We can also calculate deviations from the mean for each year:

rain - mean(rain)  #Deviations from the mean; negative values indicate below average rainfall.
##  [1] -3.25 -1.25 -5.25  2.75  7.75 -2.25 -0.25 -2.25 -2.25  2.75  0.75
## [12]  2.75

We can use the assignment operator to save these deviations from the mean as a new object:

rainDeviations <- rain - mean(rain)

We can square these deviations or take their square root:

rainDeviations^2  #Squared deviations from the mean
##  [1] 10.5625  1.5625 27.5625  7.5625 60.0625  5.0625  0.0625  5.0625
##  [9]  5.0625  7.5625  0.5625  7.5625
sqrt(rain)  #Square root of rainfall values
##  [1] 4.000 4.243 3.742 4.690 5.196 4.123 4.359 4.123 4.123 4.690 4.472
## [12] 4.690

Conceptually, the standard deviation is like the average deviation from the mean. However, the average deviation from the mean is always zero. Thus, we calculate the standard deviation as:

\[ s_N = \sqrt{\frac{1}{N} \sum_{i=1}^N (x_i - \overline{x})^2} \]

The standard deviation is the Root Mean Square (RMS) of the deviations from the mean. The above formula can be broken down into a series of simple steps:
1. Calculate the deviations from the mean (see above R code).
2. Square the deviations from the mean, save the squared deviations as a new R object (use the “<-” assignment operator).
3. Take the mean of these squared deviations. Again, save the results as an object.
4. Finally, take the square root of the result from the prior step.

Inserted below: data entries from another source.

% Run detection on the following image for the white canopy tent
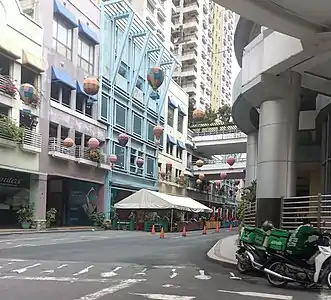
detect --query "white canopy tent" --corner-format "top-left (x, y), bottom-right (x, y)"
top-left (115, 189), bottom-right (212, 213)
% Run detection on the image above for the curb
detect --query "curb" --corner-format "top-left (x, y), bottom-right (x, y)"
top-left (207, 237), bottom-right (237, 268)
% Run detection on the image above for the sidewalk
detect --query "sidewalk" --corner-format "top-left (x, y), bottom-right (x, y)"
top-left (207, 232), bottom-right (238, 265)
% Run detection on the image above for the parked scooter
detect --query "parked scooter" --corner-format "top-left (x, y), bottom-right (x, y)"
top-left (264, 233), bottom-right (331, 289)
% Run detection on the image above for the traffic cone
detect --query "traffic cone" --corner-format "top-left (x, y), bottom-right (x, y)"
top-left (202, 225), bottom-right (207, 234)
top-left (215, 222), bottom-right (220, 233)
top-left (182, 226), bottom-right (186, 237)
top-left (160, 227), bottom-right (164, 239)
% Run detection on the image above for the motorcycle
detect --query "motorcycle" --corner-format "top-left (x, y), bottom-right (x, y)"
top-left (264, 233), bottom-right (331, 289)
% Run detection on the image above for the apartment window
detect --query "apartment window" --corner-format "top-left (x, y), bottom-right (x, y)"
top-left (53, 19), bottom-right (72, 60)
top-left (146, 156), bottom-right (155, 178)
top-left (78, 38), bottom-right (94, 74)
top-left (167, 106), bottom-right (175, 127)
top-left (115, 103), bottom-right (126, 128)
top-left (177, 113), bottom-right (184, 133)
top-left (166, 142), bottom-right (174, 155)
top-left (133, 114), bottom-right (142, 137)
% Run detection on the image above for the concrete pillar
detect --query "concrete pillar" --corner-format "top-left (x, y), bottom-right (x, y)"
top-left (246, 131), bottom-right (258, 186)
top-left (256, 74), bottom-right (300, 226)
top-left (30, 174), bottom-right (47, 230)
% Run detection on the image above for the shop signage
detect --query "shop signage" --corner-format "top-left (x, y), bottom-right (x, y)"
top-left (0, 176), bottom-right (21, 187)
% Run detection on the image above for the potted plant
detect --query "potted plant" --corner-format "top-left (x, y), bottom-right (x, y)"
top-left (16, 204), bottom-right (33, 229)
top-left (46, 207), bottom-right (57, 228)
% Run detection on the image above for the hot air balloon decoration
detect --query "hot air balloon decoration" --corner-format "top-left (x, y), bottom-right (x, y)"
top-left (192, 108), bottom-right (205, 121)
top-left (147, 66), bottom-right (164, 91)
top-left (63, 137), bottom-right (74, 148)
top-left (195, 159), bottom-right (203, 168)
top-left (226, 157), bottom-right (236, 167)
top-left (83, 77), bottom-right (100, 96)
top-left (118, 133), bottom-right (129, 147)
top-left (136, 157), bottom-right (144, 168)
top-left (87, 138), bottom-right (100, 149)
top-left (220, 173), bottom-right (227, 180)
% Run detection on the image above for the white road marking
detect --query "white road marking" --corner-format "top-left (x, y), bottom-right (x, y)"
top-left (13, 264), bottom-right (41, 274)
top-left (76, 279), bottom-right (146, 300)
top-left (130, 293), bottom-right (195, 300)
top-left (101, 267), bottom-right (122, 278)
top-left (169, 269), bottom-right (178, 279)
top-left (194, 270), bottom-right (211, 280)
top-left (153, 266), bottom-right (185, 269)
top-left (57, 264), bottom-right (68, 270)
top-left (134, 268), bottom-right (147, 276)
top-left (218, 290), bottom-right (293, 300)
top-left (73, 265), bottom-right (94, 276)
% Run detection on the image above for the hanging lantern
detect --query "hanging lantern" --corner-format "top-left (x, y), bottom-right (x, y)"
top-left (87, 138), bottom-right (100, 149)
top-left (83, 77), bottom-right (100, 96)
top-left (63, 137), bottom-right (74, 148)
top-left (195, 159), bottom-right (203, 168)
top-left (226, 157), bottom-right (236, 167)
top-left (153, 125), bottom-right (163, 140)
top-left (193, 108), bottom-right (205, 121)
top-left (220, 173), bottom-right (227, 180)
top-left (147, 67), bottom-right (164, 91)
top-left (136, 157), bottom-right (144, 168)
top-left (118, 133), bottom-right (129, 147)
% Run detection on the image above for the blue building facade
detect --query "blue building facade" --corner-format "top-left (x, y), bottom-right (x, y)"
top-left (99, 0), bottom-right (178, 213)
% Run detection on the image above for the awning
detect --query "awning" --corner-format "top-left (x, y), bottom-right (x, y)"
top-left (167, 134), bottom-right (176, 145)
top-left (76, 81), bottom-right (98, 101)
top-left (178, 104), bottom-right (187, 116)
top-left (78, 20), bottom-right (100, 45)
top-left (177, 140), bottom-right (186, 150)
top-left (114, 189), bottom-right (212, 213)
top-left (52, 67), bottom-right (76, 90)
top-left (54, 0), bottom-right (78, 27)
top-left (22, 50), bottom-right (44, 73)
top-left (168, 96), bottom-right (177, 108)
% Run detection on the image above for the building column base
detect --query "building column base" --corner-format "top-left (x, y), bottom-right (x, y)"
top-left (32, 220), bottom-right (46, 231)
top-left (256, 198), bottom-right (281, 228)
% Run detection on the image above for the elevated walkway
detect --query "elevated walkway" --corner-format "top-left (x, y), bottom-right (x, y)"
top-left (191, 124), bottom-right (247, 157)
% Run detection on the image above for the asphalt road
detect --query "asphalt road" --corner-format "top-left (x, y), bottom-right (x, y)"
top-left (0, 231), bottom-right (331, 300)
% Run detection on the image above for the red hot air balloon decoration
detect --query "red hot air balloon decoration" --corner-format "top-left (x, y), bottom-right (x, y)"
top-left (226, 157), bottom-right (236, 167)
top-left (147, 66), bottom-right (164, 91)
top-left (118, 133), bottom-right (129, 147)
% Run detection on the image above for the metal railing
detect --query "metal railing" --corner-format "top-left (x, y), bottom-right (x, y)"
top-left (280, 194), bottom-right (331, 230)
top-left (22, 128), bottom-right (42, 148)
top-left (48, 138), bottom-right (75, 157)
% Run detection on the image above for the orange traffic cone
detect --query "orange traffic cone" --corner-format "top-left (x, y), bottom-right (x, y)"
top-left (151, 224), bottom-right (155, 234)
top-left (215, 222), bottom-right (220, 233)
top-left (160, 227), bottom-right (164, 239)
top-left (202, 225), bottom-right (207, 234)
top-left (182, 226), bottom-right (186, 237)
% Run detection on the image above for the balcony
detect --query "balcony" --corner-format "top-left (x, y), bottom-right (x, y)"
top-left (20, 128), bottom-right (42, 153)
top-left (48, 138), bottom-right (76, 161)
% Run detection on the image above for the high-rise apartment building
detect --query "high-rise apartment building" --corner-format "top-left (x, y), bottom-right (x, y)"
top-left (171, 0), bottom-right (213, 108)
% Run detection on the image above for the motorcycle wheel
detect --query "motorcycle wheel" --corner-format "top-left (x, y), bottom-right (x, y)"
top-left (267, 262), bottom-right (287, 288)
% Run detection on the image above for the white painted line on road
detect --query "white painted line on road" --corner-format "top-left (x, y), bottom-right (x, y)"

** Using the four steps above compute the standard deviation of the rainfall data.** You have the correct answer if you get something close to 3.4.

Writing functions in R

You now seen that functions accept object as inputs, manipulate those inputs, and return a value. You can very easily create your own functions in R:

## A function to calculate the mean of an object.
myMean <- function(someData) {
    return(sum(someData)/length(someData))
}

In the example above we create a function called “myMean”, which will calculate the mean of an object using the sum() and length() functions. The function should give results that are identical to the mean() function, these two lines should give equivalent results:

myMean(rain)
## [1] 19.25
mean(rain)
## [1] 19.25

It's important to realize that in the code used to create our function “someData” is just a place holder - not a real object. For example, typing myMean(someData) will produce an error:

myMean(someData)
## Error: object 'someData' not found

R gives an “object not found” error because we never created an object called “someData”, so R cannot find the object. In the function above, “someData” was just a place holder for the object that the user passes to the myMean function.

someFakeData <- c(1, 2, 3, 4, 5, 6)
myMean(someFakeData)
## [1] 3.5

The function mean() already exists so the myMean function that we just created is not that useful. However, what if we wanted to convert our rainfall data from inches to centimeters, a function to do this conversion might be useful. We can do this conversion simply in R:

rain/0.3937  #convert all rainfall values from in to cm.
##  [1] 40.64 45.72 35.56 55.88 68.58 43.18 48.26 43.18 43.18 55.88 50.80
## [12] 55.88

Now, complete the return statement below to create a function to convert inches to centimeters. Assume the input data are in inches and you want to return the same data converted to cm.

in_to_cm <- function(someDataInInches){
  return(_____) #complete the return statement 
}

Assignment

Write a function to compute the standard deviation, use the four steps outlined above. Do not use the internal sd() function to check your work because it uses \( \sqrt{\frac{1}{N} \sum_{i=1}^N (x_i - \overline{x})^2} \), note the N-1 in the denominator. Your function is correct if you find a standard deviation of around 3.39.